1. Field of the Invention
This invention relates to network communications and more particularly to redundancy of the routing protocol Intermediate System to Intermediate System Intra-domain Routing Information Exchange (“IS-IS”) and apparatus for protecting protocol services of a router and neighbor routers from failure within the router.
2. Related Art
Data packets progress through data networks by being sent from one machine to another towards their destination. Routers or other types of switches are used to route the data packets over one or more links between a data source, such as a customer's computer connected to the data network, and a destination. Routing protocols such as Intermediate System to Intermediate System Intra-domain Routing Information Exchange Protocol (“IS-IS”), Border Gateway Protocols (“BGP”), Routing Information Protocol (“RIP”), and Open Shortest Path First Protocol (“OSPF”) enable each machine to understand which other machine is the “next hop” that a packet should take towards its destination. Routers use the routing protocols to construct routing tables. Thereafter, when a router receives a data packet and has to make a forwarding decision, the router “looks up” the next hop machine in the routing table. Conventionally, the routers look up the routing table using the destination IP address in the data packet as an index.
IS-IS is a link state protocol which stores information about the state of links and uses that data to select paths. IS-IS is defined by the International Standard Organization as described in ANS1 X353.3/87-150R, 1987 and RFC-1074, which references are incorporated by references into this application.

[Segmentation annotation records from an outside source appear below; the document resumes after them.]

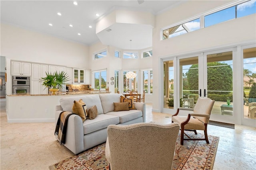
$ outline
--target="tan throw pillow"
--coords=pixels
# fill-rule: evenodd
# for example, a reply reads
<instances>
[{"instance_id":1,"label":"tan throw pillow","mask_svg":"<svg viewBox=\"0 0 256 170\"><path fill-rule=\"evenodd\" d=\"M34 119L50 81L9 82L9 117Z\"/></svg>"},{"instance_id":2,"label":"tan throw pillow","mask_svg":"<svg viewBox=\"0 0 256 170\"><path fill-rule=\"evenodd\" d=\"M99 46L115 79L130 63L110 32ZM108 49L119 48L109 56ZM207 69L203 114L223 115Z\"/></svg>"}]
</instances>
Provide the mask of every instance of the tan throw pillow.
<instances>
[{"instance_id":1,"label":"tan throw pillow","mask_svg":"<svg viewBox=\"0 0 256 170\"><path fill-rule=\"evenodd\" d=\"M114 103L114 111L129 110L129 102Z\"/></svg>"},{"instance_id":2,"label":"tan throw pillow","mask_svg":"<svg viewBox=\"0 0 256 170\"><path fill-rule=\"evenodd\" d=\"M89 119L94 119L98 115L98 109L97 107L94 105L88 110L88 118Z\"/></svg>"},{"instance_id":3,"label":"tan throw pillow","mask_svg":"<svg viewBox=\"0 0 256 170\"><path fill-rule=\"evenodd\" d=\"M87 108L86 106L82 99L78 101L74 101L72 108L73 113L80 116L83 121L87 118Z\"/></svg>"},{"instance_id":4,"label":"tan throw pillow","mask_svg":"<svg viewBox=\"0 0 256 170\"><path fill-rule=\"evenodd\" d=\"M120 99L120 102L129 102L129 109L136 109L135 106L133 103L133 96L132 96L130 98L126 99L122 96L121 96Z\"/></svg>"}]
</instances>

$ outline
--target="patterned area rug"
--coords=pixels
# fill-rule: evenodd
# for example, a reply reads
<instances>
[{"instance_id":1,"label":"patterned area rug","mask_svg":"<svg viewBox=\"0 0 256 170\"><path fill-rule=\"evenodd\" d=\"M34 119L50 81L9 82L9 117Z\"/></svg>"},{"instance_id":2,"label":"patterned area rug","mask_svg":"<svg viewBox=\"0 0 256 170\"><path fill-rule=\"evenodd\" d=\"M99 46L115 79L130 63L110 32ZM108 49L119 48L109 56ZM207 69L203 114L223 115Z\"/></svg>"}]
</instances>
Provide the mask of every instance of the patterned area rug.
<instances>
[{"instance_id":1,"label":"patterned area rug","mask_svg":"<svg viewBox=\"0 0 256 170\"><path fill-rule=\"evenodd\" d=\"M192 137L195 136L192 132L186 133ZM198 133L196 135L198 138L201 137L203 137L203 134ZM208 137L210 144L207 144L205 141L184 141L184 145L181 145L179 134L172 169L212 170L219 137L209 135ZM105 156L105 145L104 143L98 145L52 165L49 168L50 170L108 170L108 162Z\"/></svg>"}]
</instances>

IS-IS specifies two level hierarchical routing in which Level 1 routing deals with routing within an area and Level 2 routing deals with routing between different areas. Each node maintains a complete topology of the whole network. Route computation is based on a modified version of Dijkstra's Shortest Path First (SPF) algorithm. A process referred to as configuration defines how routers learn about each other.
When conventional IP edge routers lose their primary circuitry and operation falls back to a redundant controller, a five to fifteen minute outage ensues while the router relearns the routing states and packet forwarding tables. In order to enhance the reliability of the router device, it is important to multiplex the above-mentioned route calculation units. The multiplex router device includes a plurality of route calculation units, and always has one route calculation unit placed in the active mode to make it execute an ordinary process while keeping the remaining route calculation units in a standby mode. When the route calculation unit in the active mode runs into trouble, the multiplex router device brings one of the waiting route calculation units into the active mode (this is referred to as a system switchover of route calculation units), and the one other route calculation unit takes over and continues to execute the process that was previously being executed by the route calculation unit in trouble.
It is desirable to provide high network availability by providing improved redundancy which can be implemented as a link level protocol running over IP having a backup link level process in total real time synchronization with an active one in order to enable an expeditious switchover when a failure occurs on the active control card.